Until 2005 the Principals of both the Girls Secondary School and the Kindergarten were Rosary Sisters
The Elementary School with Classes from Grade 1 to Grade 5 is located behind the Parish Church next to the Girls Secondary School in the centre of the town. There are 20 classrooms with four classes for each grade with an average of 20-25 pupils per class. There is a computer laboratory with 20 computers, a science laboratory and a library. People of the parish donated books for the library and the children brought one book each. The playground space is inadequate and therefore the class breaks are staggered.
In 2003 the ground floor, which was previously open storage units, was converted into classrooms allowing some of the space to be used for a well-equipped science laboratory and a larger room for the staff. On the first floor is a large multi-purpose hall, which is used for school and parish celebrations. The fabric of the walls and stairs is in need of repair and general maintenance. In order for smaller groups to be accommodated, classes have art and music on alternated weeks. There are five buses to transport children to and from school. Because of the limited space in the narrow street outside these buses have to enter and park on the playground.
Madaba - Boys
A Vocational School, for car mechanics, was built in 1995 financed by the Belgian Lieutenancy of the EOHSJ. At first it was for mechanics only but later developed to provide education in radio construction and repair and in 2005 television and electricity maintenance courses were started. This was followed the next year by the introduction of a computer maintenance course. The Belgian Lieutenancy equipped and continue to maintain these workshops. The school is for pupils who are not particularly academic but show an aptitude or capability for practical subjects. Because of the traditional outlooks of the families, who think that it is better to follow an academic course at a university rather than follow a more practical course, it was difficult at first to persuade these parents to send their boys to the school.

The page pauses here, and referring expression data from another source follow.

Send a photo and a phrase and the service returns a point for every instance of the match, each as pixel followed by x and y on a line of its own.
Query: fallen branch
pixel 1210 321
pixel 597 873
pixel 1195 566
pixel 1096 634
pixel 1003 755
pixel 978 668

Gradually this view has been overcome, as it is seen to be of benefit by improving the boys future work prospects, the numbers are rising with more parents sending their sons to the school.
It has very well equipped workshops for car mechanics, radio, television and electricity. The School takes boys from Grade 9 to Grade 12. Until this year it offered an applied course with a Certificate at the end, now it offers a course licensed by the Government, with a Diploma in Car Mechanics and Maintenance. Students can continue their studies at university for a degree in engineering. There have been very good results achieved by pupils on this course since it was started. When the school began it had only 4 teachers and a few pupils. Now there is a new Principal with 7 teachers and 48 students, of these 6 are Christian and 42 Muslim.
There are three workshops, three classrooms and a small canteen plus the usual offices for staff.
Unfortunately in September 2006 this school was closed.